Entre las acusaciones destacan actos de discriminación por color de piel y orientación sexual, incluyendo insultos y amenazas contra padres de la comunidad LGBT. También denunciaron expulsiones injustificadas de alrededor de 60 estudiantes, quienes intentaron reportar casos de bullying o acoso sexual sin seguir procedimientos internos.
Los inconformes señalaron que la directora controla de manera unilateral los ingresos por eventos escolares —como el Día de Muertos— y presuntamente obliga a estudiantes a vender productos chatarra, además de manejar fondos estimados en medio millón de pesos sin rendición de cuentas, lo que ha frenado mejoras en las instalaciones.
Un caso particularmente grave involucra la negligencia en la atención médica a un estudiante con fractura, cuyos gastos fueron asumidos únicamente por la familia.

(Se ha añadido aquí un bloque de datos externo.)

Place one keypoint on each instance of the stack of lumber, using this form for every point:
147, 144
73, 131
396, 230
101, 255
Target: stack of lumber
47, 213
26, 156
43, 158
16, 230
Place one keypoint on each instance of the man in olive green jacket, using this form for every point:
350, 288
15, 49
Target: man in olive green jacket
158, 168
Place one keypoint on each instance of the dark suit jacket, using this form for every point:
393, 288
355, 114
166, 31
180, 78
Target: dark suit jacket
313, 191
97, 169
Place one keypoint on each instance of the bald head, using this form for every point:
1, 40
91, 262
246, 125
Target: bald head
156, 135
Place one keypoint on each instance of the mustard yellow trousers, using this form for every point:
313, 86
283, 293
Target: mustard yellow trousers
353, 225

Tras el incidente, el menor habría sido víctima de humillaciones, lo que motivó su retiro de la institución.
Otro señalamiento preocupante es la restricción al uso de los baños mediante un gafete en forma de llave, lo que ha provocado afectaciones a la salud de algunos alumnos. Los padres advierten que estas prácticas vulneran derechos educativos y convierten el plantel en un entorno de riesgo emocional y físico.
Como respuesta, la comunidad exige el cese preventivo de la directora, una investigación imparcial, así como sanciones administrativas y penales por presunta omisión de auxilio. También piden la reincorporación de los estudiantes expulsados y brindar apoyo psicológico a los afectados. Hasta ahora, las autoridades no han emitido un posicionamiento oficial, aunque señalaron que la presidenta municipal de Cuilápam ha facilitado algunas mejoras previas en la escuela.